Calculating Project Lifecycle Carbon/Cost

Robert Moses Parkway

With the increasing pressure public agencies are facing to reduce the CO2 emissions and costs of projects, whole life cost performance in strategic procurement is more important than ever. Hatch Mott MacDonald’s LifeCYCLE tool allows you to save substantially on whole life carbon and costs by considering an asset’s future performance at an early stage. The value of using LifeCYCLE is clear – it helps you identify substantial reductions in both CO2 and costs over the whole life of a project, from conception to demolition. It should be an integral part of your project, making it as effective, efficient and enduring as possible.

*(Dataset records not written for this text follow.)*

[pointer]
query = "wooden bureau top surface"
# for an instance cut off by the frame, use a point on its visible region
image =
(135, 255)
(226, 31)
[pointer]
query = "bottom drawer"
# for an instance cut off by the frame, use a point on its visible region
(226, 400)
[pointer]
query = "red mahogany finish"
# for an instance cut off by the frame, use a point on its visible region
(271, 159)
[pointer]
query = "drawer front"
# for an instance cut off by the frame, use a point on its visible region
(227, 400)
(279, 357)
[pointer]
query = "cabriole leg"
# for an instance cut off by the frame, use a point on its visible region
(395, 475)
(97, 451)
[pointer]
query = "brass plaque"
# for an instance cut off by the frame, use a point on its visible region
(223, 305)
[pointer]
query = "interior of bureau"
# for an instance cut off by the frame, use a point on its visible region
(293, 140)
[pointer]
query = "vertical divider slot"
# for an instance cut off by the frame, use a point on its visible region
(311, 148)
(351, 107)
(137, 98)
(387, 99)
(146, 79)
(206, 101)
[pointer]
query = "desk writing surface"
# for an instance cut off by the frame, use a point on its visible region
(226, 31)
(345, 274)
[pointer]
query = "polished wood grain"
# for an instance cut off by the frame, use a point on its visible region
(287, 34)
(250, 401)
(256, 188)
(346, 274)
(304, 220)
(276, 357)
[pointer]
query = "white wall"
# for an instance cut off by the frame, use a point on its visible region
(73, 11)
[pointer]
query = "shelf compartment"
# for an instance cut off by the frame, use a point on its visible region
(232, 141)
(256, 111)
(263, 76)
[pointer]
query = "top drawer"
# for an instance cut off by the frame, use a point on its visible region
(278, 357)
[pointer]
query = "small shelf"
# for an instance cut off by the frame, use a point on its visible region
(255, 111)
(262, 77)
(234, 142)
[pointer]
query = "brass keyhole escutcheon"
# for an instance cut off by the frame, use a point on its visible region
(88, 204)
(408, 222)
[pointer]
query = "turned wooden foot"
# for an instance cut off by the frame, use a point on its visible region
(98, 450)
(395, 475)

LifeCYCLE is the industry’s first cost and carbon modeling tool that quantifies the carbon associated with constructing, upgrading and operating assets, and helps planners and designers to substantially reduce it.

What it does:

  • Computes capital cost, life cycle cost and CO2 in one calculation
  • Calculates alternative scenarios
  • Produces output resource, waste and inflation reports
  • Produces reports and methodologies to ISO and best practice standards
  • Models alternative life spans of a project
  • Optimizes specification based on whole life performance
  • Adjusts more accurately for time and location
  • Models between new build and refurbishment
  • Allows for changes in frequency of activities and expenditure profiles
  • Models the impact of transporting materials

LifeCYCLE incorporates a massive database of construction materials and elements, and the associated financial and embodied carbon cost. The tool can derive financial costs and embodied carbon for new components, based on information about its production, transport to site and on site processing. It produces reports of annual expenditures, summaries, distribution profiles, cumulative profiles, quantities of resources required, and waste. Reports can also be produced of capital costs, life cycle costs and CO2 at the same time. Data can be changed to align in-built high-level assumptions to the actual project, for example, changes can be made to maintenance frequencies, the resources used, their costs, methods of transport, discounts, waste levels and much more.